Jörn "Joe" Menninnger | Founder, Editor in Chief | Startuprad.io [00:00:09]:
Your podcast and YouTube blog covering the German startup scene with news interviews and live events. Hey guys, welcome back to part two of our interview with Nicola from Haikyuu AI, a quantum computing startup. He was just power loading us with information and we were talking about as much as possible in one episode. So we decided instead of the usual ad break in the middle, we split this in two episodes. So welcome back here Mikola. Welcome back and let's dive right in. Your anomaly detection work with IBM's Hero processor was presented as an imperial signal rather than a claim of quantum advantage. What exactly did that experiment demonstrate?
Mykola Myksymenko | Co-Founder & CTO | Haiqu [00:01:04]:
Yeah, so that that's actually one of the recent exciting work in our team. So it's not yet published in the like proper peer reviewed journal. However the there is a lot of material that will go in the peer reviewed publication soon. But the great result that we got is the following. So one of the bottlenecks in quantum computers is data loading.

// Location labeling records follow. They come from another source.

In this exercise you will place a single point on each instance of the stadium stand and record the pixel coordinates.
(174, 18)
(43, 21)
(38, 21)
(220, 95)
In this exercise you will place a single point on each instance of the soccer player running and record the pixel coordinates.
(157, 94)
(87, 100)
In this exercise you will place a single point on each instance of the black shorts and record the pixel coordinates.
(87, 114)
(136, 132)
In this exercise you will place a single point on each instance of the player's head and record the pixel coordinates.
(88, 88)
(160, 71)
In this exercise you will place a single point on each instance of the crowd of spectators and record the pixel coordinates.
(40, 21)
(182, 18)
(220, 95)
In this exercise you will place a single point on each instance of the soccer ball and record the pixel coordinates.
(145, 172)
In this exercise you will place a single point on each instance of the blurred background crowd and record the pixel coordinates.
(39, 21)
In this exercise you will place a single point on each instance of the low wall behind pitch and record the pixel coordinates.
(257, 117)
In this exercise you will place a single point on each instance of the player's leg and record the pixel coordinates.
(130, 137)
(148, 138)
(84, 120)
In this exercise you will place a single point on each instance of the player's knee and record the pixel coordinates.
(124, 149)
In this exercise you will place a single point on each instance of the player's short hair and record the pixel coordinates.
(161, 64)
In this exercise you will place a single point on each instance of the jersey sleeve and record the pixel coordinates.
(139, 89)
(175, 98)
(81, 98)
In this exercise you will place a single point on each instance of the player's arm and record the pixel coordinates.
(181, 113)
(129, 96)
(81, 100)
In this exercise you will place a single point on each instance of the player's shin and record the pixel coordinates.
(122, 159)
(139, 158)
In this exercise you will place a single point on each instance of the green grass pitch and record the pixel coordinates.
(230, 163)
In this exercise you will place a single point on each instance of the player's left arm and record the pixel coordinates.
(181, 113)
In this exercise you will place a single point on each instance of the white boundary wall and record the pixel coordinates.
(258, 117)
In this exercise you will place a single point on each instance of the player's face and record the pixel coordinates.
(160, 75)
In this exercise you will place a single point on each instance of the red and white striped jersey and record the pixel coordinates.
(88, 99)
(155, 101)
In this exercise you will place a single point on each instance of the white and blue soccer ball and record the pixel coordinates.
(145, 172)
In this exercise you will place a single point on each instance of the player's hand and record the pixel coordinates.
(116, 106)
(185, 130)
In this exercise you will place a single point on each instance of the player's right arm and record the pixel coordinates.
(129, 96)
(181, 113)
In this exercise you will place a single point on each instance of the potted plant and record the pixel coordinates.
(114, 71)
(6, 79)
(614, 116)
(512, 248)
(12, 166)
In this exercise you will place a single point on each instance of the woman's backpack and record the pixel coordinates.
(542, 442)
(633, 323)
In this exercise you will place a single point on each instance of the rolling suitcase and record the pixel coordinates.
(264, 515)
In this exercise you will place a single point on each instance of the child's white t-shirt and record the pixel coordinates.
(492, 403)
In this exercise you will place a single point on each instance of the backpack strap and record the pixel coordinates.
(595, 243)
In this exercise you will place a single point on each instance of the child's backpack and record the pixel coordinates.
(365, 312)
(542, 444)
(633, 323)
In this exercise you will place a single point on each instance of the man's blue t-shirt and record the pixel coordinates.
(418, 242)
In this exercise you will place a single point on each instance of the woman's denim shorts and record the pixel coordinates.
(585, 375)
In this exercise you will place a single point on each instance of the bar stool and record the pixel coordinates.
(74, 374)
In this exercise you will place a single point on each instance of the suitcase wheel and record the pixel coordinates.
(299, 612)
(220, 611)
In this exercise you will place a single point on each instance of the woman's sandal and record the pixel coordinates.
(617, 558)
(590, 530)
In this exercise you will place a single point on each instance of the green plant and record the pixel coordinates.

So if you want for example to apply quantum computers to machine learning applications, the first problem that you will discover is not that it's hard to train or like you need to build some architectures of neural networks or your machine learning algorithm, but you basically will have troubles with encoding your data in the quantum computing memory or the state initial state. And typically when you do so, you need so deep or so many operations in your algorithms that it very quickly accumulates noise. Because quantum computers are currently noisy, they have errors and because of those errors your data becomes corrupted, so it's not operable.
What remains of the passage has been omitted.